Antifona d'Ingresso  Sal 37,22-23
Non abbandonarmi, Signore mio Dio,
da me non star lontano;
vieni presto in mio aiuto, 
Signore, mia salvezza.
 

Ne derelínquas me, Dómine Deus meus,

ne discédas a me; inténde in adiutórium meum,

Dómine, virtus salútis meæ.

 
C
olletta
Dio onnipotente e misericordioso, tu solo puoi dare ai tuoi fedeli il dono di servirti in modo lodevole e degno; f
a' che camminiamo senza ostacoli verso i beni da te promessi. Per il nostro Signore Gesù Cristo, tuo Figlio, che è Dio ...

 
Omnípotens et miséricors Deus, de cuius múnere venit, ut tibi a fidélibus tuis digne et laudabíliter serviátur, tríbue, quæsumus, nobis, ut ad promissiónes tuas sine offensióne currámus. Per Dóminum.

 
Oppure: 
O Dio, che nel tuo Figlio sei venuto a cercare e a salvare chi era perduto, rendici degni della tua chiamata: porta a compimento ogni nostra volontà di bene, perché sappiamo accoglierti con gioia nella nostra casa per condividere i beni della terra e del cielo. Per il nostro Signore Gesù Cristo...

LITURGIA DELLA PAROLA

Prima Lettura  Sap 11,22-12,2
Hai compassione di tutti, perché ami tutte le cose che esistono.

Dal libro della Sapienza

Signore, tutto il mondo davanti a te è come polvere sulla bilancia,
come una stilla di rugiada mattutina caduta sulla terra.
Hai compassione di tutti, perché tutto puoi,
chiudi gli occhi sui peccati degli uomini,
aspettando il loro pentimento.
Tu infatti ami tutte le cose che esistono
e non provi disgusto per nessuna delle cose che hai creato;
se avessi odiato qualcosa, non l’avresti neppure formata.
Come potrebbe sussistere una cosa, se tu non l’avessi voluta?
Potrebbe conservarsi ciò che da te non fu chiamato all’esistenza?
Tu sei indulgente con tutte le cose, perché sono tue,
Signore, amante della vita.
Poiché il tuo spirito incorruttibile è in tutte le cose.
Per questo tu correggi a poco a poco quelli che sbagliano
e li ammonisci ricordando loro in che cosa hanno peccato,
perché, messa da parte ogni malizia, credano in te, Signore.
 

Salmo Responsoriale
  Dal Salmo 144
Benedirò il tuo nome per sempre, Signore.
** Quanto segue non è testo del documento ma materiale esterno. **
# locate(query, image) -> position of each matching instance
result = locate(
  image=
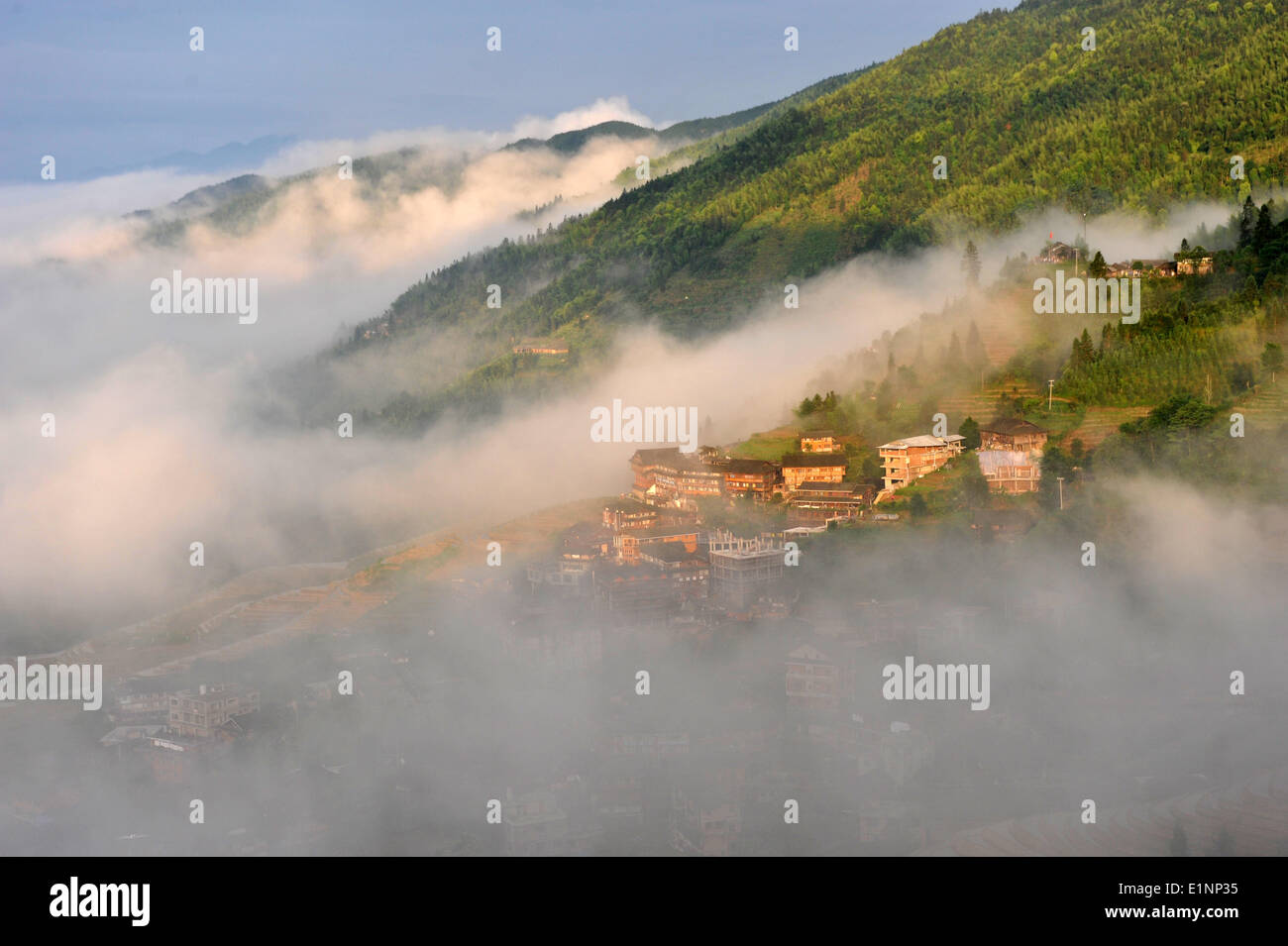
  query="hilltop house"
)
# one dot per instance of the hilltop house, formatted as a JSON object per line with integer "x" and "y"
{"x": 812, "y": 468}
{"x": 1012, "y": 434}
{"x": 1057, "y": 253}
{"x": 824, "y": 501}
{"x": 1010, "y": 472}
{"x": 1193, "y": 265}
{"x": 758, "y": 477}
{"x": 666, "y": 476}
{"x": 913, "y": 457}
{"x": 818, "y": 442}
{"x": 1166, "y": 267}
{"x": 540, "y": 347}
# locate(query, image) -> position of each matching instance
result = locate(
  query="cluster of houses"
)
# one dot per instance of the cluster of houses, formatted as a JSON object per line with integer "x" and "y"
{"x": 178, "y": 734}
{"x": 1180, "y": 264}
{"x": 810, "y": 480}
{"x": 645, "y": 564}
{"x": 1009, "y": 455}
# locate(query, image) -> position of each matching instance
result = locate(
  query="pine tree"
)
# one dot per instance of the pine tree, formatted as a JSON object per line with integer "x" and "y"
{"x": 1247, "y": 222}
{"x": 970, "y": 264}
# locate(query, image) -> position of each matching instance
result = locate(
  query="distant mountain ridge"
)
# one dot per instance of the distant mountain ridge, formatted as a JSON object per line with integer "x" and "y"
{"x": 1022, "y": 113}
{"x": 227, "y": 158}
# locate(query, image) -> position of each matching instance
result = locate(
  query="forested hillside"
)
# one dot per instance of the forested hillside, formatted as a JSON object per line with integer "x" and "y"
{"x": 1024, "y": 115}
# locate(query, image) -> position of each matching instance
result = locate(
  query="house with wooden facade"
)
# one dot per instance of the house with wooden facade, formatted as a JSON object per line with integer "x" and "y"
{"x": 758, "y": 477}
{"x": 909, "y": 460}
{"x": 1012, "y": 434}
{"x": 665, "y": 476}
{"x": 1010, "y": 472}
{"x": 818, "y": 442}
{"x": 827, "y": 501}
{"x": 812, "y": 468}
O Dio, mio re, voglio esaltarti
e benedire il tuo nome in eterno e per sempre.
Ti voglio benedire ogni giorno,
lodare il tuo nome in eterno e per sempre.

Misericordioso e pietoso è il Signore,
lento all’ira e grande nell’amore.
Buono è il Signore verso tutti,
la sua tenerezza si espande su tutte le creature.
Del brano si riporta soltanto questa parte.